Using AI to improve water filtration
Researchers in the journal ACS Central Science have reported that artificial intelligence (AI) could speed up the development of promising materials that can be used to improve water filter systems. In a proof-of-concept study, the researchers simulated different patterns of water-attracting and water-repelling groups lining a filter’s porous membrane and found arrangements that could let water through and slow down contaminants.
Filter systems, ranging from faucets to industrial systems, clean up water for drinking and other uses. Current filtration membranes struggle with water that is extremely dirty or has small, neutral molecules such as boric acid. Synthetic porous materials are generally limited to sorting compounds by either size or charge whereas biological membranes have pores made of proteins, such as aquaporin, that can separate water from other molecules by both size and charge. This is because of the different types of functional groups, or collections of atoms, lining the channels.
In the study, M. Scott Shell and colleagues wanted to use computers to design the inside of a carbon nanotube pore that can filter water containing boric acid.
The researchers simulated a carbon nanotube channel with hydroxyl (water-attracting) and/or methyl (water-repelling) groups tethered to the atoms on the inner wall. They designed and tested thousands of functional group patterns with algorithms and machine learning, a type of AI, to assess the speed of water and boric acid moving through the pore. They found that:
- The optimal patterns had one or two rows of hydroxyl groups sandwiched between methyl groups, forming rings around the midsection of the pore.
- In these simulations, water went through the pore nearly twice as fast as boric acid.
- Another series of simulations showed that the optimised carbon nanotube designs could also separate other neutral solutes, including phenol, benzene and isopropanol from water.
According to the researchers, the study demonstrates AI’s usefulness toward developing water purification membranes with novel properties and could form the basis of a new type of filter system.

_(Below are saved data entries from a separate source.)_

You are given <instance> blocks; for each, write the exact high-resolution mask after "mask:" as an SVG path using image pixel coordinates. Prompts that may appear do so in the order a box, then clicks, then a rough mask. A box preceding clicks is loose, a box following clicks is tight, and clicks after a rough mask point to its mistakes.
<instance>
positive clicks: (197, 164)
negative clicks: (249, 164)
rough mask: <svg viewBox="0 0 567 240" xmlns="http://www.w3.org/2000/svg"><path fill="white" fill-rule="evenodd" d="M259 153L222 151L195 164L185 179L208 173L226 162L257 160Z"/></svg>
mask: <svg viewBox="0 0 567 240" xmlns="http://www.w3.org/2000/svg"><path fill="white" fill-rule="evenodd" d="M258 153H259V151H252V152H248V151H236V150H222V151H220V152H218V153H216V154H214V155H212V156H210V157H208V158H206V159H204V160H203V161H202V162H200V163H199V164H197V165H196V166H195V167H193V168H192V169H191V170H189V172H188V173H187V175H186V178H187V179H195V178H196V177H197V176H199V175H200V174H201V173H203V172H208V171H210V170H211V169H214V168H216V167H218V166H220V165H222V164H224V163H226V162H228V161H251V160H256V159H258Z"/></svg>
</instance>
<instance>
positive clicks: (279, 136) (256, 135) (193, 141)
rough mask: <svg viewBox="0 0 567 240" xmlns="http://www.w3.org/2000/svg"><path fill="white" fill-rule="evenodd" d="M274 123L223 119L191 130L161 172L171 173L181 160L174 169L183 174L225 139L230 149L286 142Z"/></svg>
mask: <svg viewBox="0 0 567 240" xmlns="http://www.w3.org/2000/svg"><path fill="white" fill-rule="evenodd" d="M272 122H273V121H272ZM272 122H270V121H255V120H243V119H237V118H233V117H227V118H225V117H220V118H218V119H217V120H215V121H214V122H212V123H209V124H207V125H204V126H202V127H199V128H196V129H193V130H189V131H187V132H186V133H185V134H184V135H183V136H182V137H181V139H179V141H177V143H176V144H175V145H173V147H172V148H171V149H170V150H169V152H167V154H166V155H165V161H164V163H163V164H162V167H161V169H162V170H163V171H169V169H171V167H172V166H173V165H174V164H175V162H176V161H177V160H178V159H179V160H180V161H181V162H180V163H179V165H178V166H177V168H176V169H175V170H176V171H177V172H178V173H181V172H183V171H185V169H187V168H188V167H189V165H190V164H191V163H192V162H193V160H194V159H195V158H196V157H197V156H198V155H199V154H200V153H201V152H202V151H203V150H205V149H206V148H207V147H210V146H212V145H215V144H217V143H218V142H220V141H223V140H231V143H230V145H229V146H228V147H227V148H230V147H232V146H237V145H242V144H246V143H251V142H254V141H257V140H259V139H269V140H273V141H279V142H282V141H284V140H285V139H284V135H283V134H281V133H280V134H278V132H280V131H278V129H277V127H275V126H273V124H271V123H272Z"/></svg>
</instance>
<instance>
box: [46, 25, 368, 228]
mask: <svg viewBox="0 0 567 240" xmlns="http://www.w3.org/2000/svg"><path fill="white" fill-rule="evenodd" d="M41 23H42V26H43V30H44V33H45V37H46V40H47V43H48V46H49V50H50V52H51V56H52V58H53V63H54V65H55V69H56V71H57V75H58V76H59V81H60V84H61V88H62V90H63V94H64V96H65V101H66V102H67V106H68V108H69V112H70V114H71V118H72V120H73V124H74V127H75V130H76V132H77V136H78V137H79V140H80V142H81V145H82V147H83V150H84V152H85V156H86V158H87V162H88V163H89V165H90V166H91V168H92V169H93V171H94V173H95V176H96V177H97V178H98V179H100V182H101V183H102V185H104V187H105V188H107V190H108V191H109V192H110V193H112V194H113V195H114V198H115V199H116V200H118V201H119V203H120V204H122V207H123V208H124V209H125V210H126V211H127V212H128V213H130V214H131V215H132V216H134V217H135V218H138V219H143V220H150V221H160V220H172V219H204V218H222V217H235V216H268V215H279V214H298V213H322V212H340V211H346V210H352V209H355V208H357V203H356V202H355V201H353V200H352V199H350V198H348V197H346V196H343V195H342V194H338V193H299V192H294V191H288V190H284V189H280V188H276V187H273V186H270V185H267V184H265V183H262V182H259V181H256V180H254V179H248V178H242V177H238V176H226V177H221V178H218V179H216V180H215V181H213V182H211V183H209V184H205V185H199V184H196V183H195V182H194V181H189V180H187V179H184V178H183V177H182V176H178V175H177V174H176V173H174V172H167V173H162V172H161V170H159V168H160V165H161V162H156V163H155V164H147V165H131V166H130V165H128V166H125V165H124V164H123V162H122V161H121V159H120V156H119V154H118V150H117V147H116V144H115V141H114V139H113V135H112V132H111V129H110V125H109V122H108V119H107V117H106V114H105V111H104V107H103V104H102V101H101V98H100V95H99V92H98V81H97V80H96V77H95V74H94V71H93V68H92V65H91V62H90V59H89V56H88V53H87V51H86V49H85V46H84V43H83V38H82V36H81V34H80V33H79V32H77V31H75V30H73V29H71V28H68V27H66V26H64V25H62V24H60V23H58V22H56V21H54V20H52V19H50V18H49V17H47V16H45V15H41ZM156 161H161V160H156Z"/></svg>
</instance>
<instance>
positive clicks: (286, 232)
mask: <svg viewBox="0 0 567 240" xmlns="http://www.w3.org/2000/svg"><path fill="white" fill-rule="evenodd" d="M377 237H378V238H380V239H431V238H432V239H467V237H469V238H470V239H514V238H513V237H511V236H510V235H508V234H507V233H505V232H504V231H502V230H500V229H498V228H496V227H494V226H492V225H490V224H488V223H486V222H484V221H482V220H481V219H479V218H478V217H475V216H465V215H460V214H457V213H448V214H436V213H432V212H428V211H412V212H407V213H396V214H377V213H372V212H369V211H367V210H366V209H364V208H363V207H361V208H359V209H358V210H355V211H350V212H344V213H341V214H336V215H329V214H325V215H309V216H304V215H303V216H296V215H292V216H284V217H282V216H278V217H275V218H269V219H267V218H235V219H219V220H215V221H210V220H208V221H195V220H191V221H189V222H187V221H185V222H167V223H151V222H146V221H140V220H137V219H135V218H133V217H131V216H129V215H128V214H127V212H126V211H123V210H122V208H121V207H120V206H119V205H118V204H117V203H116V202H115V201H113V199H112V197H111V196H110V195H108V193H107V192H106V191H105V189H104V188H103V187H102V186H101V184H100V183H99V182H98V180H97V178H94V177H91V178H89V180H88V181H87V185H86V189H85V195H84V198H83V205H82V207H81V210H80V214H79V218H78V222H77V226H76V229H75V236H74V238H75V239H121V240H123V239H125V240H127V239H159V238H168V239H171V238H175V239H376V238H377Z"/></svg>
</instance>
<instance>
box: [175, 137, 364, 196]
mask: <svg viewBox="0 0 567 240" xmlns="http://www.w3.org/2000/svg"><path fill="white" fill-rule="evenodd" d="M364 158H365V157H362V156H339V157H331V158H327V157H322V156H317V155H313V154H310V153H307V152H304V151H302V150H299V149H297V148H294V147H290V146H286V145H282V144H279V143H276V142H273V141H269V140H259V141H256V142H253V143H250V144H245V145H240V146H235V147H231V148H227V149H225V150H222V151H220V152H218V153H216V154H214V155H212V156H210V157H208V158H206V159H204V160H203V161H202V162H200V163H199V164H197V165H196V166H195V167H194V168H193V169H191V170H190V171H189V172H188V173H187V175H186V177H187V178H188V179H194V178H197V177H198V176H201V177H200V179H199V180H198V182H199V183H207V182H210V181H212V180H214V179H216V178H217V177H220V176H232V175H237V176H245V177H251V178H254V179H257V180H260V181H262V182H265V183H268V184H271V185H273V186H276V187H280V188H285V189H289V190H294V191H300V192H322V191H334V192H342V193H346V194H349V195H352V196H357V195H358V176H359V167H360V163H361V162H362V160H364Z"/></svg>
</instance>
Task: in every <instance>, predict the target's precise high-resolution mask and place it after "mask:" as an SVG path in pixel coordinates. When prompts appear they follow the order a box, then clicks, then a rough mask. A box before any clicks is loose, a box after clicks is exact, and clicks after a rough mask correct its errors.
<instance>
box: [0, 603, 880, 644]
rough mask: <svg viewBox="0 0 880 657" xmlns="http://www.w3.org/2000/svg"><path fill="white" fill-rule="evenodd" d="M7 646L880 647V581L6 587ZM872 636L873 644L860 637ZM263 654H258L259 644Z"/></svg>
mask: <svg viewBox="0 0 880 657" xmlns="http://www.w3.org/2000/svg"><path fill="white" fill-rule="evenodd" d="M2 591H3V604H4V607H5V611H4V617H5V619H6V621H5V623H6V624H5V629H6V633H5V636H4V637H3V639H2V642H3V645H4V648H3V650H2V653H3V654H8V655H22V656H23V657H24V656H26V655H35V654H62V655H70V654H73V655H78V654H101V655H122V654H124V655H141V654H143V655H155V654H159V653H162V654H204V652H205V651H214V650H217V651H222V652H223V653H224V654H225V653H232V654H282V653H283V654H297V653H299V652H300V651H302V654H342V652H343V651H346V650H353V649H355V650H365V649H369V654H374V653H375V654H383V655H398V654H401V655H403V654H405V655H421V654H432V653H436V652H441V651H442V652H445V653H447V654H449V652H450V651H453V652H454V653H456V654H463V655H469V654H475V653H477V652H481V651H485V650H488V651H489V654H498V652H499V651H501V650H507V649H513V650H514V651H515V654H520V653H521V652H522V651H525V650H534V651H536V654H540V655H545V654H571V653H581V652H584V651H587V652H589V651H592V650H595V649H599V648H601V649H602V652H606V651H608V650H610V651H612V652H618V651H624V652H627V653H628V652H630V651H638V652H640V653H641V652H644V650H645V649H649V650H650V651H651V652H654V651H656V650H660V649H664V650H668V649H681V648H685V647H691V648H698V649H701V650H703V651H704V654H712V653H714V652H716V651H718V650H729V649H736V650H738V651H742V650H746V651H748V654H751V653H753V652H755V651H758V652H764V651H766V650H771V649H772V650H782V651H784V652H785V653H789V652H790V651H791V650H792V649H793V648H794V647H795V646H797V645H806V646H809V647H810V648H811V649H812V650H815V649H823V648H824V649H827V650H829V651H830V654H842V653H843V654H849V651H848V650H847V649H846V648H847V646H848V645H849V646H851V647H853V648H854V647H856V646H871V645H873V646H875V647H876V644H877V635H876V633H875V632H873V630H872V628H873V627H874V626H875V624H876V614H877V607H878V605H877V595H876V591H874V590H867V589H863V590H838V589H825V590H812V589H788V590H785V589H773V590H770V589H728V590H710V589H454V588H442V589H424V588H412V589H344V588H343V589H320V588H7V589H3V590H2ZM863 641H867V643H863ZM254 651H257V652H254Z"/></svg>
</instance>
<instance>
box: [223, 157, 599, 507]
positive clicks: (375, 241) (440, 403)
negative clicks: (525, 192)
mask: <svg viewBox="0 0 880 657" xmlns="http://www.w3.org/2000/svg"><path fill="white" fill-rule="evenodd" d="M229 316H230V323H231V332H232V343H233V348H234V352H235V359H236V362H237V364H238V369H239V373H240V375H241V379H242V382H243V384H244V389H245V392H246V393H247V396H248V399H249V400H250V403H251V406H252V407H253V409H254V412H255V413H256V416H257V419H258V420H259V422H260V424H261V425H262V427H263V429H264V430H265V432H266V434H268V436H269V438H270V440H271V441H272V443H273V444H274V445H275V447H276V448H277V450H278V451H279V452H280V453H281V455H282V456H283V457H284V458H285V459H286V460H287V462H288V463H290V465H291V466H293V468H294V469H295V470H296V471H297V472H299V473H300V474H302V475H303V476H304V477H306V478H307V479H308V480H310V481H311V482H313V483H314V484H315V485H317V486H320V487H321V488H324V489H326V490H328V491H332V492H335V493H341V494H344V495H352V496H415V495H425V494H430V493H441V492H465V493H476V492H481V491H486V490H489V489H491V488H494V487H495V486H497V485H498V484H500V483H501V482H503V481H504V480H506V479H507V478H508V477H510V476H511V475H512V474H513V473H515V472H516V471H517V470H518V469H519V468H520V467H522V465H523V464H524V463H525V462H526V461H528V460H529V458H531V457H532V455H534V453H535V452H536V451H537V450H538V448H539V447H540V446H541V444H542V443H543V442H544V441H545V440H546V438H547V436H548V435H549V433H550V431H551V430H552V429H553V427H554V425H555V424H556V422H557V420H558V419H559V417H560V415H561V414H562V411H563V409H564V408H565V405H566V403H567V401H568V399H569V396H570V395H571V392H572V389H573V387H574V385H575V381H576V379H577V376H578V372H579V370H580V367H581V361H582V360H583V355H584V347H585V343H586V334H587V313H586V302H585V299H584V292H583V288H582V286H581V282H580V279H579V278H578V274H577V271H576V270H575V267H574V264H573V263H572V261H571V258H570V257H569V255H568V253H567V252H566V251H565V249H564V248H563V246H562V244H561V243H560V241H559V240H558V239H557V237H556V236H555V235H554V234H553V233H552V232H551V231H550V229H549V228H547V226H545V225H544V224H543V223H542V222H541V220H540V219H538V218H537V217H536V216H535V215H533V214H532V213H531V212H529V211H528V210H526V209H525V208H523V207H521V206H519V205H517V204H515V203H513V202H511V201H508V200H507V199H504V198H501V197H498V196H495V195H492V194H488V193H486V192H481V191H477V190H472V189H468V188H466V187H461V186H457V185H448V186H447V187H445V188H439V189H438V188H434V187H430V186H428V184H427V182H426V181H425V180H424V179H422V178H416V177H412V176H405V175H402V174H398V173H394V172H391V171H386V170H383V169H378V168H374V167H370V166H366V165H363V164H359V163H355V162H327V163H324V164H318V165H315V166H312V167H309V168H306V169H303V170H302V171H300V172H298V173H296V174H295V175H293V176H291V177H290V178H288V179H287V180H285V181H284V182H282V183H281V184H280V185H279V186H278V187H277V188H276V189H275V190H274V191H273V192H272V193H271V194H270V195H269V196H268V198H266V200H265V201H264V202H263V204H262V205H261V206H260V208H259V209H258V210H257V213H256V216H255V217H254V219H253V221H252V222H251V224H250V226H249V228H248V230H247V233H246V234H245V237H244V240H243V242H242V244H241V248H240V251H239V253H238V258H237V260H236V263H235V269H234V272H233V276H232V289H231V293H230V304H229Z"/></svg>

The approach could also be adapted to design surfaces that have unique interactions with water or other molecules, such as coatings that resist fouling.
The study was supported with funding from the US Department of Energy (via the Centre for Materials for Water and Energy Systems (M-WET), an Energy Frontier Research Centre) as well as additional support from the US National Science Foundation, the California NanoSystems Institute, the Materials Research Science and Engineering Centre (MRSEC) and a National Science Foundation Graduate Research Fellowship.